Acorn has a lot of features. In terms of security, it uses modern encryption technology to safeguard your data and money. The app also provides up-to-date market recommendations, based on their advisors’ research, depending on the goals you set when you create your account.
Preston Powell, CEO, Webserv
Take Your Pick of Funds or Stocks
Navigating the stock market can seem like a daunting task to a beginner. There are seemingly a million different terms, acronyms, and prices to wrap your head around. If you’re a beginner investor, I recommend first distinguishing if you’d like to invest in stocks or funds, as these are two separate entities.
Stock investing doesn’t have to be complicated. In fact, many people think investing in the stock market means choosing one of these two options. They characterize individual stocks as shares of one specific company. It’s important to note that these stocks will rise and fall. You can lessen your risk of loss by investing in stocks that inherently diversify your portfolio.
Mutual funds are characterized as pieces of a variety of original stocks purchased in a single transaction. Pairing mutual funds will diversify your portfolio and increase your likelihood of a payout. Always do your research to determine which option is best for you.
David Lewis, CEO and Founder, Monegenix
Use the Dollar Cost-Averaging Method
Many financial advisers recommend the dollar-cost averaging method for people who want to invest in the stock market for the first time.
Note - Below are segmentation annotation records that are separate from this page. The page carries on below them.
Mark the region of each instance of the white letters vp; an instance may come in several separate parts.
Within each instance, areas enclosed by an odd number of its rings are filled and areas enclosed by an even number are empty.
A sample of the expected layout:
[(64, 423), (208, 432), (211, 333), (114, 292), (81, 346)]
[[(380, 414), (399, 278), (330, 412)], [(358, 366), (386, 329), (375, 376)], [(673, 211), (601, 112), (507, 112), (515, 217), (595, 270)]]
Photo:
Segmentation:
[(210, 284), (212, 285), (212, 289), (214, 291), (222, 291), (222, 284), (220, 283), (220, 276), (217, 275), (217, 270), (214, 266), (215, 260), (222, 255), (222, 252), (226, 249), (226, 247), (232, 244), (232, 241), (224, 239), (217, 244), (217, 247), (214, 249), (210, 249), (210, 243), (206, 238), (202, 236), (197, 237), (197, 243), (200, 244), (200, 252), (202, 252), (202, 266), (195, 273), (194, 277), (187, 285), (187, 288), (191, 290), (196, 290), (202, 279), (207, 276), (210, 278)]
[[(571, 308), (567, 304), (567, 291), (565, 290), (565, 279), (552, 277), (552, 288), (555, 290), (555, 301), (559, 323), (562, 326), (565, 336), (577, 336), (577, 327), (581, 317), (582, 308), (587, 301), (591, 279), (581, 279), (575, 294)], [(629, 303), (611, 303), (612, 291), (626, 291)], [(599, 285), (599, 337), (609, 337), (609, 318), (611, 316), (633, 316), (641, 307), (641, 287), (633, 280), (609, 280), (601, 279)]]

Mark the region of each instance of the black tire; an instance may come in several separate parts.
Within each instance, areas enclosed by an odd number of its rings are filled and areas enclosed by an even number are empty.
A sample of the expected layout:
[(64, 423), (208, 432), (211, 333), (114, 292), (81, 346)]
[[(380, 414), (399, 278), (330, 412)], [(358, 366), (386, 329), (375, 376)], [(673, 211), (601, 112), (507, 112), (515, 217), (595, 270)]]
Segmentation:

The reason is that it is a fairly safe, sustainable, and easy way of getting significant gains in the long term.
In this method, I recommend an investor invest a fixed amount in an index fund of their choice, such as the S&P 500 or the Vanguard Index Fund. The interval between each deposit could be monthly, weekly, or bi-weekly, depending on their preference. The amount that they invest should stay the same for long stretches, but they can also increase it.
The idea behind it is that, by regularly investing equal amounts, the investor buys more shares when prices are low and fewer shares when prices are high, offsetting the cost of his investments. This way, an investor can safely ride the performance of the market, which historically tends to be positive when assessed in the long term.
Jonathan Merry, Founder, Moneyzine
Invest in Index Tracker Funds
When learning how to invest, index tracker funds are the ideal set of training wheels. Index tracker funds are mutual funds that simply track a major stock index, i.e., the S&P 500, FTSE 100, or the Dow Jones, etc. This approach is known as “passive investing,” as it doesn’t require any active management or investment strategy.
By starting with tracker funds, you can get a feel for market movements without too much risk. When beginners invest in single stocks, they panic easily, buying high and selling low. With tracker funds, however, you just passively follow the markets, quickly acclimatizing to sudden fluctuations in stock prices.
Once you feel comfortable with tracker funds, then you could move towards more active investment strategies, i.e., actively managed funds, ETFs, and blue-chip stocks. Alternatively, you could stick with the passive approach in perpetuity, adopting a low-stress, set-and-forget strategy; the choice is yours.